The war is over, the genre is over

Captain America Comics 1

The cause was simple: characters like Captain America and his overseas war adventures they remembered times to forget. At the end of 1946, the supersoldier, Namor, Human Torch and that batch of fighting heroes disappeared because, like “Smelly Pete” from ‘Toy Story 2’, there was no longer demand for them.

When almost two decades later Stan Lee and Jack Kirby decided to recover Captain America to lead ‘The Avengers’ in those first issues of 1964, they were aware that they had been frozen since the end of World War II erased all the adventures of Cap which had been published since shortly before the fall of Berlin.

But, beyond that trivial detail —which would be resolved years later, we’ll talk about it— Lee and Kirby recovered the latter’s character. like a man out of his time. How it reacted to the “new present” and what that shield was going to symbolize in such a rebellious era as the sixties would be touched in different ways over the years.

Iron Man Vietnam

And, among the decisions that were made at that time he emphasized avoiding putting the Supersoldier in a war.
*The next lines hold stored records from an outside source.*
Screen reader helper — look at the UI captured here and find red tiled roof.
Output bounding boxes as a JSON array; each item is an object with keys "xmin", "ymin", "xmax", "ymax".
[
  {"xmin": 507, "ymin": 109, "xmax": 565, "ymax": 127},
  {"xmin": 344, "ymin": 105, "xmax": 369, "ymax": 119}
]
Specifically in Vietnam. “I don’t know if it would be in good taste to tackle something so serious by sending Captain America” Stan Lee would declare at the time. A diplomatic position taking into account the debate that existed around the intervention in the conflict and curious if we start to think that the Southeast Asian country was a recurring scene of the adventures of Iron Man and other heroes.

But they had designed the two great Marvel war wolves (along with Nick Fury) so that their field of action was espionage between powerful and scientifically and technologically advanced agencies such as HYDRA and IMA. Yes, heiresses of Nazism and with Red Skull trying to end it, but away from the warlike as if it were a declaration of intentions: The United States is not for wars, it is much more than that.

John Walker and the “two Americas”

Captain America 350

That not to lose the center, the oremus in the sense of what the flag symbolizes, what are “typically American” values ​​and how a “healthy” patriotism is to be praised, so to speak. against political currents that try to appropriate it. And this is where the best stories related to superheroes such as Steve Engleheart’s Secret Empire saga come from and have emerged.

A great example is precisely the creation of the USAgente by one of the best scriptwriters the avenger has ever had, Mark Gruenwald. The intention with Superpatriota, as John Walker’s alter ego was baptized, was to confront the “two Americas.” Rogers’ urban New Yorker with a redneck prototype, from the rural southerner.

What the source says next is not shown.